Purpose: The goal of this study was to develop a population pharmacokinetic (PK) and PK/pharmacodynamics (PD) model for ibutilide, to evaluate the time course of its effect on QT interval in Chinese.
Methods: The population PK and PK/PD model were developed using data from 40 Chinese healthy volunteers using nonlinear mixed-effects modeling, and the final population PK/PD model was applied on 100 patients with atrial fibrillation (AF) and/or atrial flutter (AFL).

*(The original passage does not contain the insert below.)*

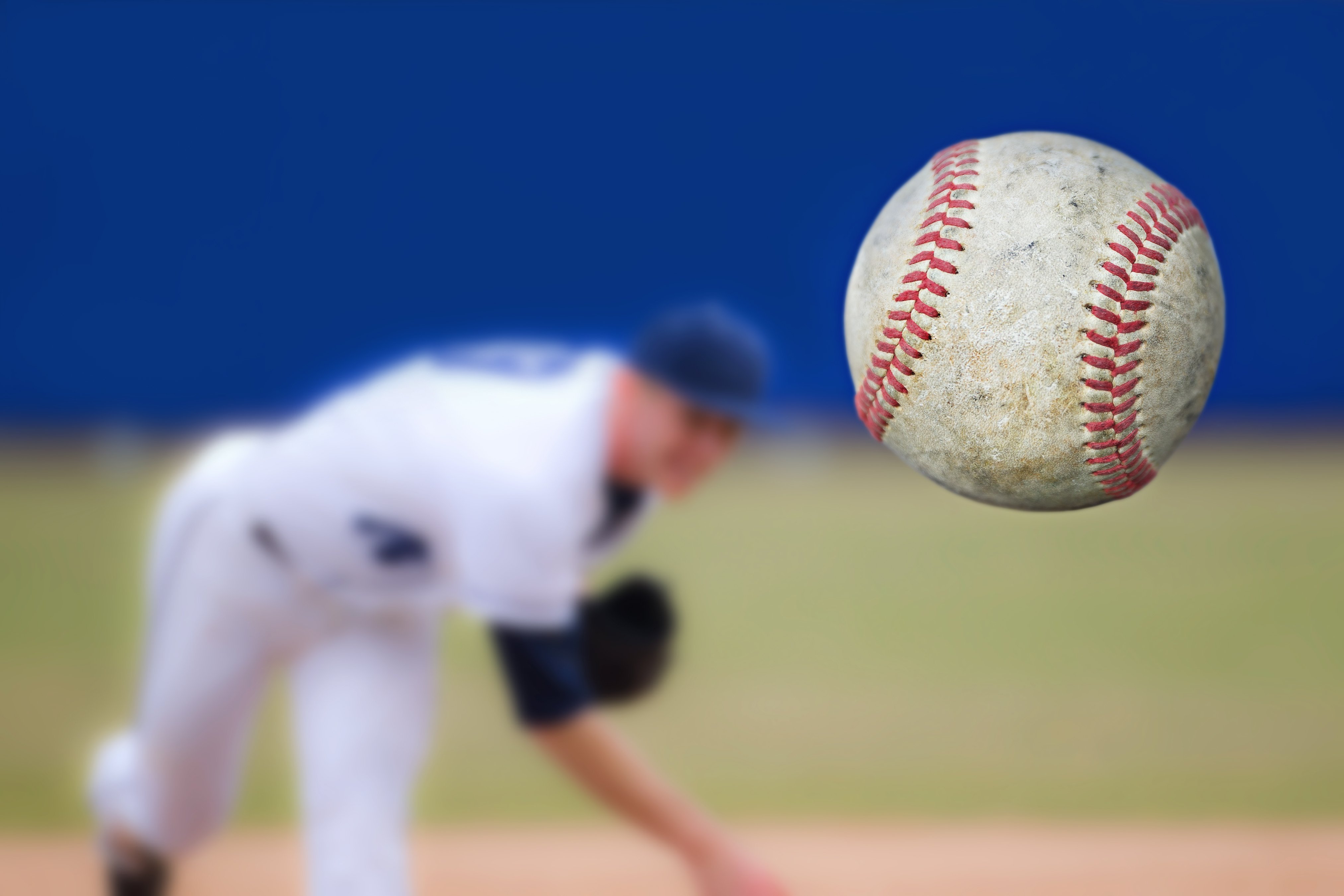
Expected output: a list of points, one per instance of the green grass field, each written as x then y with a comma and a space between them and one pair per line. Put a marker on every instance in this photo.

Findings: The PK parameters of ibutilide were best described by a 3-compartment model with first-order elimination. No statistically significant covariate was found for each PK model parameter. Individualized QT interval correction, by heart rate, was performed by a power model, and the circadian rhythm of QT intervals was described by 2 mixed-effect cosine functions. The QT interval data of ibutilide was well characterized by a sigmoid Emax model (E(C)=Emaxγ×Cγ/(EC50γ+Cγ)) with an effect compartment. The final PK/PD model was used to estimate individual parameters of patient data and found good predictions compared with healthy volunteers; AF and/or AFL patients had lower Emax and higher EC50.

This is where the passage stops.